This is the basis of routing. Whenever a panelist fails to qualify for a survey, rather than letting the panelist leave empty-handed, survey sites will instead funnel them into a different survey that the panelist may qualify for instead. Sometimes these surveys are from other clients of the market research firm. Other times, they come from other research companies entirely that pay the original firm for use of their panels, called partner surveys.
How Does Routing Work?
The process begins when a panelist agrees to take a survey. When they click the link, the URL directs them to the initial survey platform. If it’s a platform that the respondent has been on recently in a different survey, the survey begins. However, if it’s their first time on this platform, or if it’s been a while, their information needs to be checked. They go through a series of screener questions, asking for their demographics. If these demographics match those needed by the survey, the panelist is sent off to complete the survey. Otherwise, they are automatically sent to a different survey. There, the screening process happens again. This is why you may be asked the same demographic questions over and over: each time, you are answering the questions of a different client who may not have your information yet.

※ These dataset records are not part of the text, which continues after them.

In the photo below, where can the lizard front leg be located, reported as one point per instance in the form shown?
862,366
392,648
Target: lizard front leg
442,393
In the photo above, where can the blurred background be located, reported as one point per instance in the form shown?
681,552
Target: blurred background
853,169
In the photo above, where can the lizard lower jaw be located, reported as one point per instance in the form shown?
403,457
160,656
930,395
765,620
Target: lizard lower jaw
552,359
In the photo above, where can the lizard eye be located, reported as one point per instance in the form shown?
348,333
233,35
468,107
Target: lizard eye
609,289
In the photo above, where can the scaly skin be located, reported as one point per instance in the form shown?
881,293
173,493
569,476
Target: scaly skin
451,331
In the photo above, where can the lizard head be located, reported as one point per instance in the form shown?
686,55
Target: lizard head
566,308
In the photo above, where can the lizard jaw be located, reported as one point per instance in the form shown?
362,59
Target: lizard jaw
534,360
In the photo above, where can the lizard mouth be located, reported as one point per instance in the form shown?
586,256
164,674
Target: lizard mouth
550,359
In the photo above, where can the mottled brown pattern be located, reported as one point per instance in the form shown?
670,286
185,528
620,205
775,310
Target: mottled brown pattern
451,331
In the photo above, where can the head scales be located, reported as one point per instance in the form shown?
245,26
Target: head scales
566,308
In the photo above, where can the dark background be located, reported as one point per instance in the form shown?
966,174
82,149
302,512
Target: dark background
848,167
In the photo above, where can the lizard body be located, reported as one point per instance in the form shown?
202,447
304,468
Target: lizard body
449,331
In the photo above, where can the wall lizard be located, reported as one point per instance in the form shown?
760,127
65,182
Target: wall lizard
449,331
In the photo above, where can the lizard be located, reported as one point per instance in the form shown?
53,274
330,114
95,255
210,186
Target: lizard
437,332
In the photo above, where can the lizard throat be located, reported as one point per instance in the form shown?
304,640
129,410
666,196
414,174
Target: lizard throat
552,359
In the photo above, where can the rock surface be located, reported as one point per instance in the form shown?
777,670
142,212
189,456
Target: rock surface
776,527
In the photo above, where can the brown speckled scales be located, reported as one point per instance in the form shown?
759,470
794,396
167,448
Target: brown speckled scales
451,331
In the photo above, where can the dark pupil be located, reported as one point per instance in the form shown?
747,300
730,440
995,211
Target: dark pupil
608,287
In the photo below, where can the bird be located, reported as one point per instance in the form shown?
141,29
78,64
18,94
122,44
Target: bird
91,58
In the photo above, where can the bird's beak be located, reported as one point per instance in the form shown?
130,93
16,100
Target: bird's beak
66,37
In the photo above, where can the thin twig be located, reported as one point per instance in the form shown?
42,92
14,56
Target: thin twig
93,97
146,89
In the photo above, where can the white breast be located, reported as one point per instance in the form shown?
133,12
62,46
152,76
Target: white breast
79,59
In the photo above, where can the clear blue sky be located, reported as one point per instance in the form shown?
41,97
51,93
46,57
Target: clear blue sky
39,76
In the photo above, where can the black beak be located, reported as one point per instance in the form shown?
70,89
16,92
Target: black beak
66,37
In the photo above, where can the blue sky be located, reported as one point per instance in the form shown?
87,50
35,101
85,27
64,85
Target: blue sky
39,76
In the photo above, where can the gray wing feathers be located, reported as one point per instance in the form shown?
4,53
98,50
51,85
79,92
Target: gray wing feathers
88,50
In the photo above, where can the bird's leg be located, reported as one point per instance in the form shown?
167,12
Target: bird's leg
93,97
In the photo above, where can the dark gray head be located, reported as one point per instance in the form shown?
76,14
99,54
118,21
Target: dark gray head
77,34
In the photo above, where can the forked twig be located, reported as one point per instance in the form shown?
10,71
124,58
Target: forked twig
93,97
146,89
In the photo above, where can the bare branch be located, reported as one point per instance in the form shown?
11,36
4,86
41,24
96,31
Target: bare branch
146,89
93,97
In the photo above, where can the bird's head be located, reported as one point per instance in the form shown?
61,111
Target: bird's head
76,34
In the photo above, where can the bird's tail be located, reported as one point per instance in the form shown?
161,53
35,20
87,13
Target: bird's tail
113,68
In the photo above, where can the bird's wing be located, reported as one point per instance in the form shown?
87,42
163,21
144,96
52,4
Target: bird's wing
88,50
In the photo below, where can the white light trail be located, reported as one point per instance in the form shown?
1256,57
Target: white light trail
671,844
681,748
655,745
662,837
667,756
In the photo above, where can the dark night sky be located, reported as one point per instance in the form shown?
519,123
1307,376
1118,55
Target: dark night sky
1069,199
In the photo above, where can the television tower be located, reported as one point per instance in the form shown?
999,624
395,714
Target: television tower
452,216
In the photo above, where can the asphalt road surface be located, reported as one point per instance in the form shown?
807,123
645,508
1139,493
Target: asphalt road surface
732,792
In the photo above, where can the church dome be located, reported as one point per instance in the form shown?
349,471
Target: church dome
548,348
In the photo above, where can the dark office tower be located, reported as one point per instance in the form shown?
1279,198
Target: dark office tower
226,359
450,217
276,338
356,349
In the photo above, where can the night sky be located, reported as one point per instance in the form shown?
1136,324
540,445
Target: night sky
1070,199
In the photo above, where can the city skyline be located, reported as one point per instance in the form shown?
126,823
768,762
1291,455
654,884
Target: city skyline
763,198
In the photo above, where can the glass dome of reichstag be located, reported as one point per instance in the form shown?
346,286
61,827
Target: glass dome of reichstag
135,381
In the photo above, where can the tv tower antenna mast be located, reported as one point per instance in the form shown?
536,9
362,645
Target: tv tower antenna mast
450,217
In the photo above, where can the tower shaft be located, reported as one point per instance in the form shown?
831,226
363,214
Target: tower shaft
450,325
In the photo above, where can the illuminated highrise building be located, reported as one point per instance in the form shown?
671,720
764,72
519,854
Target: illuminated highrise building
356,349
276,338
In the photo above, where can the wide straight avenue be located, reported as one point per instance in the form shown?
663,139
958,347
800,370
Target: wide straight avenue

Sometimes, the panelist is routed off to a partner who has agreed to pay the panel owner for use of their panel. Here, the partner takes control of the process and may send the panelist to several different surveys. At American Consumer Opinion, our rule states that this may only happen for two minutes. If the partner is unable to find a survey for the respondent within two minutes, they are sent back to ACOP and provided a new survey link to a different partner or client. This is why URLs and sites may change, sometimes very rapidly.
Why have Partner Surveys and Routing?
The goal of routing and partner surveys, ultimately, is to match a panelist to a survey. It’s an effective process: Only 10% of respondents complete the initial survey they click the link for. With routing, that increases to 20%. The reason the process takes so long is because screening for surveys gets more and more specific. The panelist’s profile starts to be built with the first set of demographic questions they answer. Each time they are rejected from a survey, more profile points are created and a clearer picture of the panelist emerges. The clearer the picture, the closer the panelist gets to being sent to the perfect survey for them.
Market research firms like partner surveys because they benefit everyone. Routing panelists to the right survey helps them get paid, which in turn helps the firm get paid. Routing also rush panelists through dozens of surveys in a matter of minutes. Otherwise, panelists would have to click through several different survey links at random to find the one that’s right for them. Ultimately, it saves the panelist time, though it may not feel like it.
In Conclusion
Routing may seem like a complicated nuisance, but it’s definitely for the benefit of everyone involved. Panelists get paid for completing surveys, firms get paid for facilitating the surveys, and clients get the information they want: everybody wins!
However, not everyone may be a fan. At ACOP, we’re not able to completely exempt our panelists from the routing process, but we can reduce it. As a member, you can request to opt out of partner surveys. This will restrict the routing process to just ACOP clients and will not send you to surveys conducted by our partners. While it will limit the number of times you jump between surveys, it will also limit the total number of surveys that are presented to you, limiting our ability to find a survey that works for you.